Using the Default Storage Class

In many cases, it may be desirable for workloads to rely on every cluster’s default storage option.   There are several benefits to this flexibility. As applications scale across clouds, they will be attached to the default storage for that cloud provider.  Run on AWS, a pod would have EBS volumes attached; on GKE, it would be given GCP Persistent Disks. Additionally, the storage for each instance of the application would be geographically close to the machine on which the application is running.  Let’s look at how we can enable this feature.

  1. We’ll define our PersistentVolumeClaim (PVC) without a StorageClassName.  This will signal to Kubernetes to assume the default storage option.
  2. Next, we generate the federated version of the PVC using the kubefedctl CLI tool:Diagram showing the metadate for a kubefedctl CLI tool generating a federated version of the PVC.
  3. We then create the federated PVC, along with the rest of the workload’s federated resources (namespace and deployment) in our Host cluster.  KubeFed will propagate these configs out to member clusters defined under the placement stanza. On these clusters, the storage controller will provision a volume and attach it to a pod managed by the deployment:Diagram showing storage controller provisioning a volume and attaching it to a pod managed by the deployment.

 

Customizing a Federated Storage Class

In cases where an application has specific storage requirements, it’s useful to scale the storage configuration simultaneously with the workload.  This assumes that a non-default StorageClass is necessary and that one storage provisioner is running on each cluster.
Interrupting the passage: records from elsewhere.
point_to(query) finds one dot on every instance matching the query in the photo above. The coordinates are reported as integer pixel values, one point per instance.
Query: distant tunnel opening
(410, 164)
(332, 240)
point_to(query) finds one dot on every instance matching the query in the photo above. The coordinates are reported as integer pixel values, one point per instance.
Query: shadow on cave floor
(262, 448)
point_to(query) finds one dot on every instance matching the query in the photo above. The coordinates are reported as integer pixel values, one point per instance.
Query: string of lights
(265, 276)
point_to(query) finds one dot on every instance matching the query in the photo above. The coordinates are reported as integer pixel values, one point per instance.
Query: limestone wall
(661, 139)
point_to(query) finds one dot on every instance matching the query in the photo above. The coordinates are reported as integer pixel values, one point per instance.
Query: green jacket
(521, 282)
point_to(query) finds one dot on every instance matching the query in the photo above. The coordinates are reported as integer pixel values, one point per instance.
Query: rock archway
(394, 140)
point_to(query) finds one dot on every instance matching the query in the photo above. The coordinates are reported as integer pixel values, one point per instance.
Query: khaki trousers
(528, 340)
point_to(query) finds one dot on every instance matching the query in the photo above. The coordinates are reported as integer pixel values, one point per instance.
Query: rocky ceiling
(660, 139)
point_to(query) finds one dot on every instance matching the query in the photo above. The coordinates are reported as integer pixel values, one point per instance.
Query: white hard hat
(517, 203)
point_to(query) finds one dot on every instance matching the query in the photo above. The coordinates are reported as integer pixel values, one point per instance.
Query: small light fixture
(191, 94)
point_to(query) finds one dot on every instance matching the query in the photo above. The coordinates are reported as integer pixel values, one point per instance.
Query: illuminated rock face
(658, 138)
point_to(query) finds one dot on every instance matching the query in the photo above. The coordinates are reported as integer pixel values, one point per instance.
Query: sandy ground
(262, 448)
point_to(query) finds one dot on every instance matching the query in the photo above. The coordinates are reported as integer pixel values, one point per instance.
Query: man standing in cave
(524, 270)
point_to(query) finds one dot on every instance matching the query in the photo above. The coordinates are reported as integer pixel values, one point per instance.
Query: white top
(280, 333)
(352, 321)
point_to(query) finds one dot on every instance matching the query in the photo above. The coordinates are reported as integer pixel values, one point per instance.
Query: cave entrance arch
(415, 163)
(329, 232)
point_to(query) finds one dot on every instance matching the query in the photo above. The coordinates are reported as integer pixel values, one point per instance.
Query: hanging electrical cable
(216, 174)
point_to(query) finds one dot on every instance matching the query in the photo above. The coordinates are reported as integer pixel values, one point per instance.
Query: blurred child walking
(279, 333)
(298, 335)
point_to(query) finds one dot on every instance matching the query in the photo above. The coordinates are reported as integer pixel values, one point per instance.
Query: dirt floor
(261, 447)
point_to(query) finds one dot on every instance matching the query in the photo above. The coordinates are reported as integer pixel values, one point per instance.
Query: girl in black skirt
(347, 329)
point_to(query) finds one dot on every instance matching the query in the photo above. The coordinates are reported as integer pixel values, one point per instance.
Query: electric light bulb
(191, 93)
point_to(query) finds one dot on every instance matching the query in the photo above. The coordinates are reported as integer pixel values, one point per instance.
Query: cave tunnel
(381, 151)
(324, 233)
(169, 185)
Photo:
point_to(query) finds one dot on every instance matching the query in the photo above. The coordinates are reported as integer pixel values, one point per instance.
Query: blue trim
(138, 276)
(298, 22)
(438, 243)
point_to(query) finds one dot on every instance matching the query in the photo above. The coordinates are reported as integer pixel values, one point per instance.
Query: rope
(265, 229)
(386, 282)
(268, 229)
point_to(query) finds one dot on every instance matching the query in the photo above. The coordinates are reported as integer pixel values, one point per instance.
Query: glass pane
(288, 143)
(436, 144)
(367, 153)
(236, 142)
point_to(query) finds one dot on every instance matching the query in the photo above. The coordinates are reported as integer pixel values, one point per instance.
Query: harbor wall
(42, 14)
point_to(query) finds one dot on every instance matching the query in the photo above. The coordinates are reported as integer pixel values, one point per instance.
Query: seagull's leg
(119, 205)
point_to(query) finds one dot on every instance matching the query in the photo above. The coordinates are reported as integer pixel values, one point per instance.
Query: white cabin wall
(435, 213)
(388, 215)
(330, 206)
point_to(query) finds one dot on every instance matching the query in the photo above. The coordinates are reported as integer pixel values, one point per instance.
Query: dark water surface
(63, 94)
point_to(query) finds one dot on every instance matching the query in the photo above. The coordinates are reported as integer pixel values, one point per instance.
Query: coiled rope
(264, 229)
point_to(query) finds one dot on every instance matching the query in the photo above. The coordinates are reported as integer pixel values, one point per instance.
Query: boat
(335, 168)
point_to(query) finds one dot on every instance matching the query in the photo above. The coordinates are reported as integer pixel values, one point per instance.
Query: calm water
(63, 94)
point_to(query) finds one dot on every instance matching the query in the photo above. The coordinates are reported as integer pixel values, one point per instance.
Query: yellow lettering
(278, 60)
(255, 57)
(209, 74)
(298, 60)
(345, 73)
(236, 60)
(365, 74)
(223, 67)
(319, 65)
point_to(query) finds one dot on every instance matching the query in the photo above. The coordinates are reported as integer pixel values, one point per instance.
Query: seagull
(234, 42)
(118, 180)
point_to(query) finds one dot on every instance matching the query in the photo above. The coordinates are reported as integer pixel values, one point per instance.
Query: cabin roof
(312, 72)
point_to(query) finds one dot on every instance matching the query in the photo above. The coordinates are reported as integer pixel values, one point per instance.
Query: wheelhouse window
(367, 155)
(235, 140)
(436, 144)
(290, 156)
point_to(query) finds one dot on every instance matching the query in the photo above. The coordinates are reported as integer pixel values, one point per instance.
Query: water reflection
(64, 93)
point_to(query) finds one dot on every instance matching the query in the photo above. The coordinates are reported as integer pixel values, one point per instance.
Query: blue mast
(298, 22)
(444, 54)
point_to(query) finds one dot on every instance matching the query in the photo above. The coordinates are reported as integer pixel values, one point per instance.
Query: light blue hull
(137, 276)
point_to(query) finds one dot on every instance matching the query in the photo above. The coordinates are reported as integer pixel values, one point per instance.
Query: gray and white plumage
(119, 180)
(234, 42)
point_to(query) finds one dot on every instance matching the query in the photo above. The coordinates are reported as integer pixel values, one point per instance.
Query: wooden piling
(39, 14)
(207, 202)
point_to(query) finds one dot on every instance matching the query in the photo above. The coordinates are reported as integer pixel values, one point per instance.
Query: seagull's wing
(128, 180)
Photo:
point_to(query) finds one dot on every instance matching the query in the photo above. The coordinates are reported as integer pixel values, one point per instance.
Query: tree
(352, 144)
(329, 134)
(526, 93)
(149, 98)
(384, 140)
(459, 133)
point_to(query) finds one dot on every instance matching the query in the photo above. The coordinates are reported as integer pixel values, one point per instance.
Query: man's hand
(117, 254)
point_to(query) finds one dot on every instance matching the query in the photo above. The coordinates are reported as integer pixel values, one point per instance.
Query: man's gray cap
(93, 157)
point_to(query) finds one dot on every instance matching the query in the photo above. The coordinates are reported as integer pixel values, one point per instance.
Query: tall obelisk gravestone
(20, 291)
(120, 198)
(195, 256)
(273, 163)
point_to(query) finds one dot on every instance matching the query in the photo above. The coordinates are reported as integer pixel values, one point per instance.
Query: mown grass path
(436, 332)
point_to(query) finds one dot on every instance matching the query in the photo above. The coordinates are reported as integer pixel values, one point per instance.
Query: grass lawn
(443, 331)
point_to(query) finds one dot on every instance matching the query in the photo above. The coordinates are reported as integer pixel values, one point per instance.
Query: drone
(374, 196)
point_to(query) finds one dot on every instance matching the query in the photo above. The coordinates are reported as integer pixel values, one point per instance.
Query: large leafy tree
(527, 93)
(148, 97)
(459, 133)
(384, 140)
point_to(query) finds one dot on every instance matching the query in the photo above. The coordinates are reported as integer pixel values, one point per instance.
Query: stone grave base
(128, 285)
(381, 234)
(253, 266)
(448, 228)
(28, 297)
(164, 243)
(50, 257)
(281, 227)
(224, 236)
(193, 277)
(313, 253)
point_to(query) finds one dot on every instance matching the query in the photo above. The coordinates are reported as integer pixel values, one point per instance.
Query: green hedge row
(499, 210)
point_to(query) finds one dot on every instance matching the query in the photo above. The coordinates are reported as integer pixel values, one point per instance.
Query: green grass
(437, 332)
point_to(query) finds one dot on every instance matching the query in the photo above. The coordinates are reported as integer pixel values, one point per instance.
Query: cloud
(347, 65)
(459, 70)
To accomplish this, we simply append a FederatedStorageClass to our configuration.  The federation control plane will distribute the StorageClass to each Member cluster where the local provisioners (not shown) will ingest the parameters defined within:

Diagram showing federation control plane distributing the StorageClass to each Member cluster where the local provisioners (not shown) will ingest the parameters defined within.

Pull

Now let’s examine how GitOps can help solve the problem of meeting simple storage requirements at scale.  As we explained above, this topology differs from the Push model’s control plane significantly. Each cluster is managed internally by an instance of a GitOps operator.  These operators continuously watch a repository containing workload configurations and compares each config against those stored in its API server. Once it detects a difference, it reconciles its host cluster with the remote config.
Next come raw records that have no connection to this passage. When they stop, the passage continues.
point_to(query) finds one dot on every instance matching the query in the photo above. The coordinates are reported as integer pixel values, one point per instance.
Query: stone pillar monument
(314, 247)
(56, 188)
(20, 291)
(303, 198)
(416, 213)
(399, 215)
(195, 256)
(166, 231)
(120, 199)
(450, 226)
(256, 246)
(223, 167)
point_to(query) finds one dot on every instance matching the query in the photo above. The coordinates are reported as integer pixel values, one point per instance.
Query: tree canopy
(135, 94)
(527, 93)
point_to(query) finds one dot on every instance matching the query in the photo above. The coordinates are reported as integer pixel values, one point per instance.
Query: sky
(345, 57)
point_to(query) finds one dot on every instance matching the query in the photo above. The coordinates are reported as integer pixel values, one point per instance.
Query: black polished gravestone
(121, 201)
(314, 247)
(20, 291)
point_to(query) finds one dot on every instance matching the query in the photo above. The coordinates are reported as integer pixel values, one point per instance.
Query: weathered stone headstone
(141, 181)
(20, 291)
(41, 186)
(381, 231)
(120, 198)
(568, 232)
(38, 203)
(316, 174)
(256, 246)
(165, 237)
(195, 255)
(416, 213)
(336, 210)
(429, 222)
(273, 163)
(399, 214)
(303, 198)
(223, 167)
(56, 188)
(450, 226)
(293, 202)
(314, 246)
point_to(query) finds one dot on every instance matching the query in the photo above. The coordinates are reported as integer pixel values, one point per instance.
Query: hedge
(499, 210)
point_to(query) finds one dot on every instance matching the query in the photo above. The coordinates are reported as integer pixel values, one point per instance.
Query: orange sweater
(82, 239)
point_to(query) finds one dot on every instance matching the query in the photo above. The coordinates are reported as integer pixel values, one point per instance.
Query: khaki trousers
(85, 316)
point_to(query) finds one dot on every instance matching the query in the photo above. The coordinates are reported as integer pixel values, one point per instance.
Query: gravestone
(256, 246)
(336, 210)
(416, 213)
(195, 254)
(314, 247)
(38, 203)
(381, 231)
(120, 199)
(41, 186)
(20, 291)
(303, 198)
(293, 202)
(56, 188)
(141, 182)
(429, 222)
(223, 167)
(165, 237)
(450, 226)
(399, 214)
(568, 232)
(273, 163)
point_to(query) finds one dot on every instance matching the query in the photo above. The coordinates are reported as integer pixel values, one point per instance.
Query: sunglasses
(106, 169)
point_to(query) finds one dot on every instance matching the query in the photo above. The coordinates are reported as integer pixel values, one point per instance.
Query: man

Using the default Storage Class

GitOps benefits equally compared to Federation when making use of default Storage Classes.  Particularly because of the lack of customization that the system provides. However, the method for scaling a workload’s storage requirement is somewhat simplified.

  1. A workload configuration containing a Namespace, Deployment, and PVC are merged into the main code line via a Pull Request.  As before, the PVC defines the Storage Class as “” to signal for the default StorageClass.
  2. Each Pull Reconciler independently polls the repository and detects the change.  The reconciler then works to synchronize its cluster with the new configs. It creates the Namespace, Deployment, and PVC.
  3. The cluster’s provisioner creates a storage volume respective of that cluster’s cloud provider and attaches it to the Deployment’s pod:Diagram showing a cluster’s provisioner creating a storage volume respective of that cluster’s cloud provider and attaching it to the Deployment’s pod.

 

Customizing a Storage Class

To distribute a custom Storage Class, each cluster must be running an instance of the provisioner for which the Storage Class applies.  This custom resource is simply bundled with the cluster config and merged into the Git repository as before:

Diagram showing how custom resource is simply bundled with the cluster config and merged into the Git repository as before.

The wrap up

We’ve covered what it looks like to scale some basic storage requirements with our workloads under both Push and Pull models.  So far, our examples have covered only the simplest use case without consideration for existing data. In the next blog, we’ll touch on what it looks like to manage data under these models at scale and how the Rook project can help with the transferring and mirroring of data to grow with our workloads.